A mi estimada amiga y buscadora Angélica Rodríguez Monroy

 

“Ya nunca podría decir: ¡hola! ¿cómo estás? te amo. Nunca podría volver a oír música o el susurro del viento a través de los árboles o el arrullo del agua corriendo. Nunca volvería a oler el aroma de un filete cociéndose en la cocina de su madre o la humedad de la primavera en el aire o la maravillosa fragancia de la artemisa arrastrada por el viento a través de una ancha pradera. Nunca podría volver a ver las caras de las personas que le hacían sentir feliz con sólo mirarlas, como Karen. Nunca podría volver a ver la luz del sol o las estrellas o la hierba fresca que crece en una ladera del Colorado (…) Nunca volvería a caminar con sus piernas sobre el suelo. Nunca volvería a correr ni a saltar ni a estirarse cuando estaba cansado. Nunca volvería a estar cansado (…) Si el lugar en el que yacía se incendiase él simplemente se quedaría allí y se quemaría. Ardería con él y no podría hacer el menor movimiento. Si sintiera un insecto paseándose por el muñón que era su cuerpo no podría mover un dedo para matarlo. Si le picara no podría hacer nada para aliviar el escozor. Y esa vida no sólo duraría hoy o mañana o hasta la semana que viene. Estaba en aquel útero para siempre. No era ningún sueño. Era real”.
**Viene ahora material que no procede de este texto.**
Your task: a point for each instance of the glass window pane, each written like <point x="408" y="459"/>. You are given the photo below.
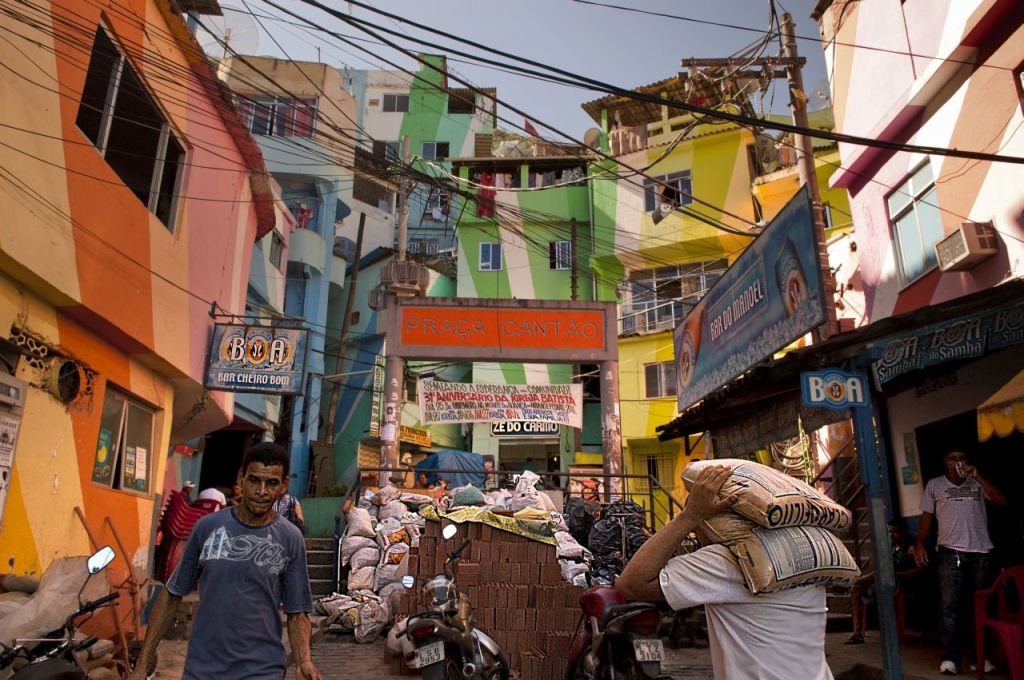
<point x="930" y="221"/>
<point x="910" y="250"/>
<point x="650" y="380"/>
<point x="109" y="439"/>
Johnny empuñó su fusil. Dalton Trumbo.

 

Estimados lectores que siguen la lectura de esta columna semanal —El Camino de la Vida—; si trato que presten su atención al título de esta colaboración, así como al epígrafe con el cual he determinado introducir el asunto que enseguida abordaré, no tengo duda alguna de que no tardarán más de tres segundos en comprender que esta ocasión me propongo escribir sobre las muertes que ocurren cotidianamente en nuestra realidad sociopolítica y que, según parece mostrarse fenomenológicamente, un halo de insensibilidad nos cubre de manera tal que adolecemos de un escotoma que nos torna inconscientes sobre lo dramático de un fenómeno que sí percibimos, pero que ya no provoca en nosotros ningún impacto, más allá del “Muro de las lamentaciones” y de los gritos catárticos en las “redes sociales” y, pudiérase decir, este estado semeja un cuadro de alienación social y pérdida del principio de realidad.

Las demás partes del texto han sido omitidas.